For most calls the additional options will not be required. However the support team may request to select one or more of the checkbox's depending on the nature of the support call.
| Info |
|---|
User Administration
It is recommended that a number of users be created after Snare Central has been installed, so that:
...
- Once a user is created, the created user will use the global Auto LogOut settings, or the Administrator can configure a customized settings per each user.
- In situations where an account was locked due to several failed login attempts, like below:
- An additional configuration setting on the Update User screen will offer the Administrator the capability to unlock a Snare Central user account.
- If an account is not unlocked, it will automatically unlock after 30 minutes.
Operating System Password Controls
The operating system password controls are managed by the Pluggable Authentication Modules (PAM) in Linux.
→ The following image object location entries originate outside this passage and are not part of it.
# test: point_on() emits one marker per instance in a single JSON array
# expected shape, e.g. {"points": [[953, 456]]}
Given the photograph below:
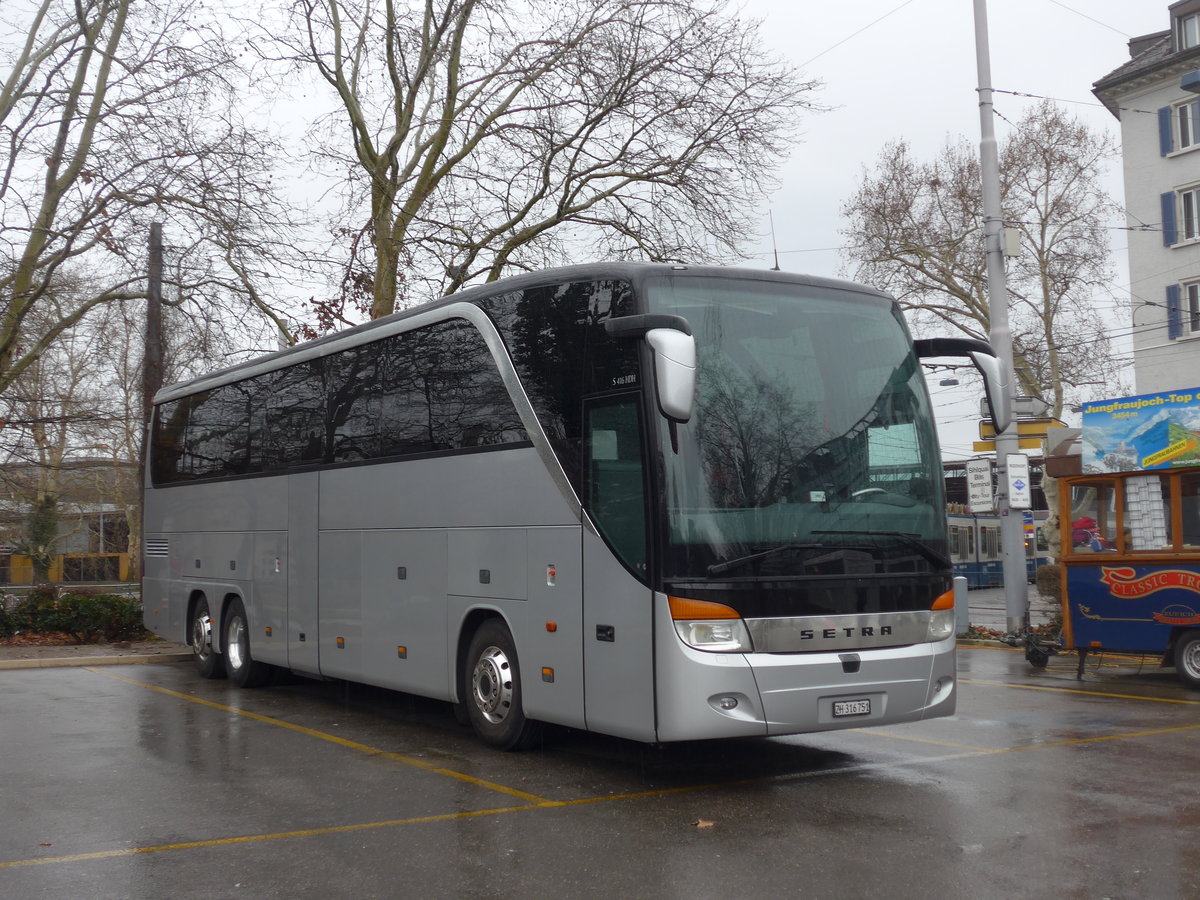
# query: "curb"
{"points": [[69, 661]]}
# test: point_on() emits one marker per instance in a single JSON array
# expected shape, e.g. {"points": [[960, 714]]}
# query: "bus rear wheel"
{"points": [[1187, 659], [492, 683], [205, 657], [240, 665]]}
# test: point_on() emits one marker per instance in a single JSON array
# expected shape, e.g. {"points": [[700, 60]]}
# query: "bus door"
{"points": [[618, 606], [303, 571]]}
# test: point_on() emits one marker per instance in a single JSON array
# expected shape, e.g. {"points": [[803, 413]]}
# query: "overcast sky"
{"points": [[906, 69]]}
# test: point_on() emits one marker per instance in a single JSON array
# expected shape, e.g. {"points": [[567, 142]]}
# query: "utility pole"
{"points": [[1012, 528], [151, 354]]}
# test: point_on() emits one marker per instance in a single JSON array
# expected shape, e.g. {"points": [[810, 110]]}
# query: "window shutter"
{"points": [[1170, 233], [1174, 312]]}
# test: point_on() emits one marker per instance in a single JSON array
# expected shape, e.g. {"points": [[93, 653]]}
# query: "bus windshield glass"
{"points": [[811, 451]]}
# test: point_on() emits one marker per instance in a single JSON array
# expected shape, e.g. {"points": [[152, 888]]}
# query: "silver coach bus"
{"points": [[658, 502]]}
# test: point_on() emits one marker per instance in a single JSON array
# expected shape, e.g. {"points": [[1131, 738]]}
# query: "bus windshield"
{"points": [[811, 450]]}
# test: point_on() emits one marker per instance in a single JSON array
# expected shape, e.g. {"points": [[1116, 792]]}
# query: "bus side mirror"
{"points": [[675, 371], [675, 359], [994, 387], [984, 359]]}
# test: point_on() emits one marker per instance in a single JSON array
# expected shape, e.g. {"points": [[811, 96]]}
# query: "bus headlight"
{"points": [[941, 624], [715, 636], [941, 618], [709, 627]]}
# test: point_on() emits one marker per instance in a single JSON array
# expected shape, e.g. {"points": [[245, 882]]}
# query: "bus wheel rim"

The configuration files are located in /etc/pam.d directory. The password controls for Snare Central are detailed in the /etc/pam.d/common-password file. The file can be updated to reflect your corporations security policy.
...
The configuration will enforce the password policy rules for the following operating system accounts root, snare and snarexfer. For additional information on the values of each setting refer to the manual pages for pam.d and pam_cracklib.